A sepulchral stone from a domestic or portable altar, unearthed during a “dig” in Sigtuna. The stone is Greek porphyrite, ground and polished, and in all certainty once fitted into a wooden altar.
The stone measures only 6 x 6 cm, but the absence of any surviving edges suggests that it used to be bigger. Its green surface, ground and polished, heightens the outstanding quality of the material.
The sepulchral stone was fitted into a domestic or portable altar – a simple, movable altar of wood, not intended to be permanently stationed in a church. In the north of Europe, altars like this are especially common from the missionary period and the years of Christianisation. Very few such portable altars have survived intact. The stone served as a closed lid marking the position of a reliquary. Every altar had to have at least two relics enclosed in it, and during the celebration of the mass these served as a link with those who had gone before in the faith.
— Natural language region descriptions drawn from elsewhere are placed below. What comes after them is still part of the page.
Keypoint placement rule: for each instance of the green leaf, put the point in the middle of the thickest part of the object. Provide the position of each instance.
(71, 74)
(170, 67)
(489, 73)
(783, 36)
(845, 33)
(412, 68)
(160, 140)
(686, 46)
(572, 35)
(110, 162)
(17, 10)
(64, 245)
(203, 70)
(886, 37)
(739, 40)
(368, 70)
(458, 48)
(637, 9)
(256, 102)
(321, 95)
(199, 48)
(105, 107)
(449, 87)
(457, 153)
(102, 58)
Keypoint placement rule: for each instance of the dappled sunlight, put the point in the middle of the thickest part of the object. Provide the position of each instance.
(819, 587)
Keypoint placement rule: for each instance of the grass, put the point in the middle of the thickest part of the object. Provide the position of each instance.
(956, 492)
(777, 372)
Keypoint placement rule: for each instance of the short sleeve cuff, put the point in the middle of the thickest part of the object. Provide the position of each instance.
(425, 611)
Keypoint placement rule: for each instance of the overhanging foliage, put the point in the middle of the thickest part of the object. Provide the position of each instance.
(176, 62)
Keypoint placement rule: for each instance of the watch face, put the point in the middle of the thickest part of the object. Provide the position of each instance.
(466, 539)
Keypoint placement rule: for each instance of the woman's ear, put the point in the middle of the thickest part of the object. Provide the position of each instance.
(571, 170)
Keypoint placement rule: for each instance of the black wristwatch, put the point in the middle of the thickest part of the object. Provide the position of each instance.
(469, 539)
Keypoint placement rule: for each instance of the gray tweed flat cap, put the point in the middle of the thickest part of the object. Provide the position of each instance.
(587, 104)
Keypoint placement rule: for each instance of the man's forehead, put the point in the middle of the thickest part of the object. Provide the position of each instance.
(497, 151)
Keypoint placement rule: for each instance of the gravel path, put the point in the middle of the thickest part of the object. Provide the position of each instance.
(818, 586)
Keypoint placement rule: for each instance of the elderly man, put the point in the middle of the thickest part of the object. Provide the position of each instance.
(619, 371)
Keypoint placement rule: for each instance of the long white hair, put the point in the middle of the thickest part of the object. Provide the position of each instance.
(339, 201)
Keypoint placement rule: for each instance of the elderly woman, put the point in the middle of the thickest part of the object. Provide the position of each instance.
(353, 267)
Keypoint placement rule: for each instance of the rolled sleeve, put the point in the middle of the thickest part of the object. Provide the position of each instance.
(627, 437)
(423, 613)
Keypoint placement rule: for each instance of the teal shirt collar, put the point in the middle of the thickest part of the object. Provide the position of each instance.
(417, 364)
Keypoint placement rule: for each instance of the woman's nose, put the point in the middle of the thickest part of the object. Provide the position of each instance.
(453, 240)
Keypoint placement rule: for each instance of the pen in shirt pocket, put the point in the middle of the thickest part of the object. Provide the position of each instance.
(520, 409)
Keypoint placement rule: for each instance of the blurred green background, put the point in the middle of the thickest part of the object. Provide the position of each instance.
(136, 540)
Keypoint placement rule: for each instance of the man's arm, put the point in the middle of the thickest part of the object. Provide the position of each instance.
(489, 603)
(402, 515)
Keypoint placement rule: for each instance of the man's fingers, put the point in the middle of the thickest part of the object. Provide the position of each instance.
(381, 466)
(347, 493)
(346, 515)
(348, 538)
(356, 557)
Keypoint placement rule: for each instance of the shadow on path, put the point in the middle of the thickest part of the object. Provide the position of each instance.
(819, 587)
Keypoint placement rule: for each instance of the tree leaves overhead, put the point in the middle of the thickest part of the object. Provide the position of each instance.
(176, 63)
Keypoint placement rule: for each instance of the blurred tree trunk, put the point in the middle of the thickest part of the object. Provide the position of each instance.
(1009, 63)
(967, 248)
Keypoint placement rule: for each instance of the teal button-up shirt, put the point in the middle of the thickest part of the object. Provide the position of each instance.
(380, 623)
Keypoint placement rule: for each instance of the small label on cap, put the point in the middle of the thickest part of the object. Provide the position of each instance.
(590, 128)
The altar consisted mainly of wood, and the polished surface of the sepulchral stone marked the altar and the special significance of the relics. When the altar was used for celebrating mass, a miniature church was created round about it. The reliquary inside the movable altar then replaced the graves of saints which had to be present in all consecrated churches. All altars, portable and domestic ones included, had to be consecrated by a bishop, which further underlines their specific function and the fact of their forming a church interior when in use.
This kind of altar was very common in the Eastern Church, which further underscores the close contacts existing between primitive Christianity in that Church and in Sigtuna. Sigtuna is the foremost find location in northern Europe where sepulchral stones are concerned. This one probably dates from the 11th century and belongs to the period when Christianity first took root in the town.